En el umbral
nace la quietud
bajo la evidencia
de tu presencia, Señor.
Noche y luz preparan la unión.
1. UMBRAL Y QUIETUD
El
umbral hace mención a la región del
ser propio, profundísima, que es como la antesala de otro lugar más hondo aún
donde Dios habita. Y el umbral también
señala esa franja que separa a la oración -en cuanto técnica- de la
contemplación. Pero no se accede inmediatamente a éste umbral; no se encuentra
para uno disponible y abierto sino que reclama una labor. Hay que recorrer un
áspero e intrincado camino para comenzar a orar y para habitar en la profundidad
escondida que somos.
Si
alguien me pregunta que es lo que mueve en el inicio nuestro andar, le diría
sin duda que el Don. Lo entiendo en
un doble sentido. El don con el que Dios nos ha sellado desde el inicio al
crearnos: una sed interior inagotable e inquieta, un deseo de infinito y
trascendencia, de más y más que nos hiere y nos impulsa a buscarle aún sin
conocerle, esa direccionalidad hacia Él que nos ha impreso como Imagen y
Semejanza suya, el homo capax Dei
como fundante estructura de identidad.
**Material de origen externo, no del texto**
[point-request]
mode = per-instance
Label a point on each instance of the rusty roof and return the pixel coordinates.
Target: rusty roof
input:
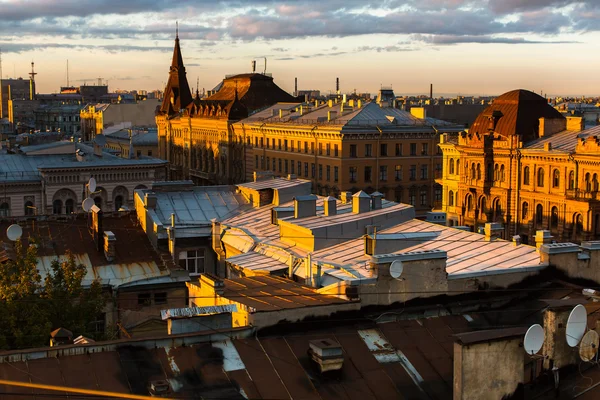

Y sobre esta sed que somos el Agua Viva
de Dios, el que propiamente es llamado Don, el Espíritu Santo que secretamente
nos seduce y atrae; quien nos mueve hacia la fe por la que creemos en Dios y a
Dios, quien nos impulsa a la esperanza para aguardarlo a Él y esperarlo todo de
Él y quien infunde un amor lleno de gozo que invita a la unión esponsal
definitiva.
“Vida
interior”, “vida espiritual”, son los nombres que habitualmente usamos para
identificar la concreción del encuentro entre el Don que atrae y la sed que
clama. El camino de la oración que es don,
movimiento del Espíritu que nos lanza hacia delante -aunque no advirtamos que
es Él-, también es tarea, una
respuesta nuestra a la llamada. Hay que aprender con esfuerzo, decidiéndose con
firmeza, a guardar y proteger los espacios de la vida dedicados a la oración.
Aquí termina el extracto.